Not dissimilar to the immense growth of qui tam litigation over the last few years where private entities stand in place of federal prosecutors (most often to advance False Claims Act cases), it is possible that this case represents the future of HIPAA enforcement and a shift to state-based enforcement of federal HIPAA protections. In today’s data privacy landscape (including discussion of a federal data privacy framework), it is not unreasonable to think that multi-state enforcement actions by Attorneys General may become a favored approach for consumer protection. This trend is not unprecedented; it aligns with the enforcement and application of many other federal healthcare practices. For example, most violations of patient safety issues involving Medicare beneficiaries are investigated by state Departments of Public Health rather than CMS itself. Further, CMS has delegated the judgment of deemed status to healthcare organizations that receive the Joint Commission’s or other accrediting bodies’ seal of approval.

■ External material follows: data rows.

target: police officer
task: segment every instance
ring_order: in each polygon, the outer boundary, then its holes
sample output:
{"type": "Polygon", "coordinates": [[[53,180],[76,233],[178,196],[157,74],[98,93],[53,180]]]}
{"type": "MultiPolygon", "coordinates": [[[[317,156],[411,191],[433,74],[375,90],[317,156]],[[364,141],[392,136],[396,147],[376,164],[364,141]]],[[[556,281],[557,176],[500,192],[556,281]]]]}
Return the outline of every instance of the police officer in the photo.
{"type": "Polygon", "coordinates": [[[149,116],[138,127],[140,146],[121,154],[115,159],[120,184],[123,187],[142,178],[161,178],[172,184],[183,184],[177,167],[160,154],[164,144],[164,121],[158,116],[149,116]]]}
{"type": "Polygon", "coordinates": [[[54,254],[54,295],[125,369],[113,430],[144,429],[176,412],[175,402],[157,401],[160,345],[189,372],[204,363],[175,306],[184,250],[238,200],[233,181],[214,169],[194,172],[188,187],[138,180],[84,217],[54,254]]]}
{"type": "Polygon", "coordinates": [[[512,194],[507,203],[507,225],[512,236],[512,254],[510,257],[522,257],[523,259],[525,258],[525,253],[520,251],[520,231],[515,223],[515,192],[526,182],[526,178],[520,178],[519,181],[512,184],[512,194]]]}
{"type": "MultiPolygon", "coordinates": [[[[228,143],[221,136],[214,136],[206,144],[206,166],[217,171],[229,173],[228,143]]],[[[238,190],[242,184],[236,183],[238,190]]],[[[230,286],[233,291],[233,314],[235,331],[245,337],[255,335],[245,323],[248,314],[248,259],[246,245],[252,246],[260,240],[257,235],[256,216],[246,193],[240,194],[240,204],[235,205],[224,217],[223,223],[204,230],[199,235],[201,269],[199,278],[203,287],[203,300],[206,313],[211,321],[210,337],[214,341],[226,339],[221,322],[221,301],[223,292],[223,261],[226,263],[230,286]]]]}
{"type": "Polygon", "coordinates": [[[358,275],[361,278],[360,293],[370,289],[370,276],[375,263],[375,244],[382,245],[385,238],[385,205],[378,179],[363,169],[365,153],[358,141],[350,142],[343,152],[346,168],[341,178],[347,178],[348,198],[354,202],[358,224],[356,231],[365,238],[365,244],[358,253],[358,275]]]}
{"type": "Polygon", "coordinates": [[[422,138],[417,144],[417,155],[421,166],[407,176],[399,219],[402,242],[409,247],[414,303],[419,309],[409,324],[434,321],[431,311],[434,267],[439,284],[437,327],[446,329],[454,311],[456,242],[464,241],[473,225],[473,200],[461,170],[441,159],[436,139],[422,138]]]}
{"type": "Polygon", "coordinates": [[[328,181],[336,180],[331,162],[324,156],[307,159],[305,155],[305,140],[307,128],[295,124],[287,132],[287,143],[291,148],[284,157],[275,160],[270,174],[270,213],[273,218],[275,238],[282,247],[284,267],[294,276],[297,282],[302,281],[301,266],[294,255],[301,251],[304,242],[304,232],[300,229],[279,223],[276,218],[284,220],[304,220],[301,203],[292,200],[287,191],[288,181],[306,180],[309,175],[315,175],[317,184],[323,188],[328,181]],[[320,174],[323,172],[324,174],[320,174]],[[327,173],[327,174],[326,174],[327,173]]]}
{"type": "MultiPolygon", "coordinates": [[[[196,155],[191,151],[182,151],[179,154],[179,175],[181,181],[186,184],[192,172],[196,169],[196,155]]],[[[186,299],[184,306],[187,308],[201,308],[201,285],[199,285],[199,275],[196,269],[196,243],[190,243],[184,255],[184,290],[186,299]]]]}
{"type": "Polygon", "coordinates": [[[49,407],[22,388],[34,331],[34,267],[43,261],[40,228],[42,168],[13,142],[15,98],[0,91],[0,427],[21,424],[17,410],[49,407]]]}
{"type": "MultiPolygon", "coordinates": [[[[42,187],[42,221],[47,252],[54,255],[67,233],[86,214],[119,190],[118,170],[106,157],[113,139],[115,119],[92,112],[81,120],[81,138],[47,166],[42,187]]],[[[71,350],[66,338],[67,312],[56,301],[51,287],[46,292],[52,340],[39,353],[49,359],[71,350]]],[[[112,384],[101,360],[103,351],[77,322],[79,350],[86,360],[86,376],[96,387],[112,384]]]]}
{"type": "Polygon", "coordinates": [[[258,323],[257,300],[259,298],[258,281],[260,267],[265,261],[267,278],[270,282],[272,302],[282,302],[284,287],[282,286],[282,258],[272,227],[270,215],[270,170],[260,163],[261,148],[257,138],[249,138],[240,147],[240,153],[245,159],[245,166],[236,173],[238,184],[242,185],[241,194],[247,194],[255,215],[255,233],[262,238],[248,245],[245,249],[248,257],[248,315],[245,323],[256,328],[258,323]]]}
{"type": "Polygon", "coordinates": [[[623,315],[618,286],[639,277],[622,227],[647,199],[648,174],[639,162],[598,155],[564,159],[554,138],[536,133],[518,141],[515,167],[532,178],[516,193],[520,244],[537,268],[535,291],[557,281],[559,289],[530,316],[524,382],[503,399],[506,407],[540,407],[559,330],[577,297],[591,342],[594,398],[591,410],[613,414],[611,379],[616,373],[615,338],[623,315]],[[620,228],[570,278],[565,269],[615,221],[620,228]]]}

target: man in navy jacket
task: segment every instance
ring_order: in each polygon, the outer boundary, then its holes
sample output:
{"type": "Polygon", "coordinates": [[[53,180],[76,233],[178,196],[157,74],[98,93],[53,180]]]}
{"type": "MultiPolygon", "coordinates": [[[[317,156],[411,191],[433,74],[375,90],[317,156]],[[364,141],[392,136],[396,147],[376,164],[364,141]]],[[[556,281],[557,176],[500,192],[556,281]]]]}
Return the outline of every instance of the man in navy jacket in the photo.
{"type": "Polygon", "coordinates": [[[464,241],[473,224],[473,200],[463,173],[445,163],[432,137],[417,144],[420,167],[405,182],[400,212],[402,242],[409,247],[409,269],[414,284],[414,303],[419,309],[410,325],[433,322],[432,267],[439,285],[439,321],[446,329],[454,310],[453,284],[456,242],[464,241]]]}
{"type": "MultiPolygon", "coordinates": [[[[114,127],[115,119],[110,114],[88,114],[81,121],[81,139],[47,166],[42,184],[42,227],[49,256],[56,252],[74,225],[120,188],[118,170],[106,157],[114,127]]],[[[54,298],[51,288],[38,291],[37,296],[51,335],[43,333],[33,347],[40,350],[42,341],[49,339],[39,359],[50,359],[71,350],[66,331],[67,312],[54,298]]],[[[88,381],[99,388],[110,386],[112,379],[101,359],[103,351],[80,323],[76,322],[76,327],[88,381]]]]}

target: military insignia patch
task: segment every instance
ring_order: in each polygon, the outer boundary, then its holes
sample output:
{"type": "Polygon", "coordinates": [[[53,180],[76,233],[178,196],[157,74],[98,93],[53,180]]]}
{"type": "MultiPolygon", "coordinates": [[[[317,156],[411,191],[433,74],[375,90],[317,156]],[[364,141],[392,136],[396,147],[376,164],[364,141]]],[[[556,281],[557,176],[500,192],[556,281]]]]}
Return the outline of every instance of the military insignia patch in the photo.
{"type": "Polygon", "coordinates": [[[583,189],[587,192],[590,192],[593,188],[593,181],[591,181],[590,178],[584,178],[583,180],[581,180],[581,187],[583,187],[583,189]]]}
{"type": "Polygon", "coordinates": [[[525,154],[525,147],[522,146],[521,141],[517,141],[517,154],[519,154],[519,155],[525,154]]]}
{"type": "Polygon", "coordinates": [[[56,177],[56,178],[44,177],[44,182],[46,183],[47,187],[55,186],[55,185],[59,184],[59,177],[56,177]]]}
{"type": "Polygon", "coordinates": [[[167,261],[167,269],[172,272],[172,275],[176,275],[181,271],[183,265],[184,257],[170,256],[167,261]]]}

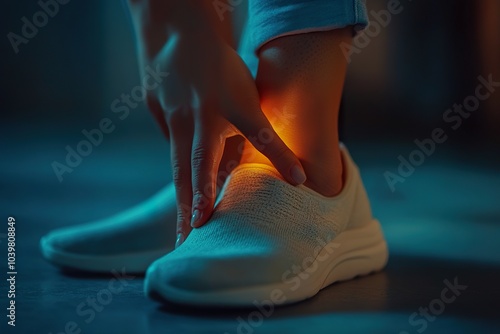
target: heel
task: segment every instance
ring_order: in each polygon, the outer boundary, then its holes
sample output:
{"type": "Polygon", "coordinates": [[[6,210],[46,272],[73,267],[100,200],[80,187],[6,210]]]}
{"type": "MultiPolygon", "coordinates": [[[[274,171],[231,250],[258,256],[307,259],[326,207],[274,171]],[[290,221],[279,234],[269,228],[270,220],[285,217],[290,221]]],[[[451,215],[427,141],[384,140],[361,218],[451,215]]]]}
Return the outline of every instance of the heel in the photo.
{"type": "Polygon", "coordinates": [[[336,250],[337,257],[322,288],[380,271],[387,264],[389,251],[377,220],[372,220],[362,228],[341,233],[335,242],[340,245],[336,250]]]}

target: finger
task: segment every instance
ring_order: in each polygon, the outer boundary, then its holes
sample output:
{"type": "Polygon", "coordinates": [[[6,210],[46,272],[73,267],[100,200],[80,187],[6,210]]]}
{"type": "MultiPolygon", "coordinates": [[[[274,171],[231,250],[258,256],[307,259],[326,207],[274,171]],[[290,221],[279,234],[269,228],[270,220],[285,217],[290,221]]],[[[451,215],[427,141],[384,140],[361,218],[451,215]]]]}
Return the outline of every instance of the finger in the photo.
{"type": "Polygon", "coordinates": [[[191,153],[191,180],[193,184],[193,203],[191,227],[200,227],[212,215],[217,172],[224,152],[225,138],[217,128],[207,122],[198,122],[195,127],[193,150],[191,153]],[[211,129],[207,133],[206,129],[211,129]]]}
{"type": "Polygon", "coordinates": [[[177,241],[179,247],[191,232],[191,146],[192,122],[169,120],[172,177],[177,201],[177,241]]]}
{"type": "Polygon", "coordinates": [[[238,130],[271,161],[286,181],[293,185],[304,183],[306,174],[302,164],[274,131],[260,108],[258,112],[243,113],[243,115],[252,116],[231,120],[238,130]]]}
{"type": "Polygon", "coordinates": [[[163,112],[163,108],[160,105],[160,102],[156,98],[148,97],[146,99],[146,104],[148,106],[149,111],[153,115],[153,118],[156,120],[156,123],[160,126],[161,132],[168,139],[170,139],[170,133],[168,131],[168,125],[165,121],[165,115],[163,112]]]}

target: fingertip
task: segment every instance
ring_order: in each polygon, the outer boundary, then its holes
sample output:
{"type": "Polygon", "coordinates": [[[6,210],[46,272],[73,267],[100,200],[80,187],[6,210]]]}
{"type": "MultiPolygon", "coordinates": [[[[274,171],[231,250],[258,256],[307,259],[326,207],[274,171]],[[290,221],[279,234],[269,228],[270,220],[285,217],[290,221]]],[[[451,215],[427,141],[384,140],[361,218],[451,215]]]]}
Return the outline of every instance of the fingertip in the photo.
{"type": "Polygon", "coordinates": [[[203,211],[200,209],[194,209],[193,215],[191,216],[191,227],[199,227],[201,226],[201,220],[203,218],[203,211]]]}
{"type": "Polygon", "coordinates": [[[292,185],[303,184],[307,180],[307,176],[295,153],[280,138],[265,116],[260,121],[257,119],[254,122],[255,129],[270,130],[268,134],[269,140],[259,142],[261,140],[260,136],[251,135],[252,132],[248,130],[246,132],[242,131],[245,137],[271,161],[287,182],[292,185]]]}
{"type": "Polygon", "coordinates": [[[182,245],[182,243],[184,242],[185,240],[185,236],[183,233],[178,233],[177,234],[177,239],[175,241],[175,248],[178,248],[180,245],[182,245]]]}
{"type": "Polygon", "coordinates": [[[298,164],[295,164],[292,168],[290,168],[290,177],[296,185],[303,184],[307,180],[304,169],[298,164]]]}
{"type": "Polygon", "coordinates": [[[193,215],[191,216],[191,224],[192,228],[202,227],[206,224],[206,222],[210,219],[212,215],[212,207],[206,207],[204,209],[194,209],[193,215]]]}
{"type": "Polygon", "coordinates": [[[204,190],[205,194],[202,194],[199,191],[194,191],[195,196],[193,198],[191,220],[190,220],[190,226],[192,228],[203,226],[212,215],[215,194],[212,194],[211,190],[210,191],[207,191],[207,189],[204,190]]]}

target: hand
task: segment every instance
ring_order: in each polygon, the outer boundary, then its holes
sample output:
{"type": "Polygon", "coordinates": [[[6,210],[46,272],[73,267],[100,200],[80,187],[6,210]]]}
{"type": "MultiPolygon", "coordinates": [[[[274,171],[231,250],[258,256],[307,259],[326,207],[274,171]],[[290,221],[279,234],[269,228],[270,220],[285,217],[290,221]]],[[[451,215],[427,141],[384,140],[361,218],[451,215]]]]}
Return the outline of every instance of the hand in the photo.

Since the number and size of data breaches continue to grow and personal information contains more than just health information, it seems logical and likely that the states will continue to exercise their joint and several rights provided under HITECH and other laws to wrap state and federal claims into larger and more sophisticated lawsuits.
The lawsuit is a clear reminder that HIPAA Covered Entities and Business Associates (and any other organization that collects or holds any type of protected information) need to create a plan to address the myriad of applicable data protection laws, lest the collective enforcement efforts of the states become a very real problem in the event of a breach. The government, at both the federal and state level, is continually pursuing heightened means of enforcing data privacy and security laws.
[i] The American Recovery and Reinvestment Act of 2009 (ARRA), Public Law 111-5, 123 Stat 115 §13410(e) (February 17, 2009). (e) ENFORCEMENT THROUGH STATE ATTORNEYS GENERAL.— (1) IN GENERAL.—Section 1176 of the Social Security Act (42 U.S.C. 1320d–5) is amended by adding at the end the following new subsection: ‘‘(d) ENFORCEMENT BY STATE ATTORNEYS GENERAL.— ‘‘(1) CIVIL ACTION.—Except as provided in subsection (b), in any case in which the attorney general of a State has reason to believe that an interest of one or more of the residents of that State has been or is threatened or adversely affected by any person who violates a provision of this part, the attorney general of the State, as parens patriae, may bring a civil action on behalf of such residents of the State in a district court of the United States of appropriate jurisdiction— ‘‘(A) to enjoin further such violation by the defendant; or ‘‘(B) to obtain damages on behalf of such residents of the State, in an amount equal to the amount determined under paragraph (2)
[iv] 45 CFR 164.404(b) (HIPAA provides that individual notifications must be provided without unreasonable delay and in no case later than 60 days following the discovery of a breach).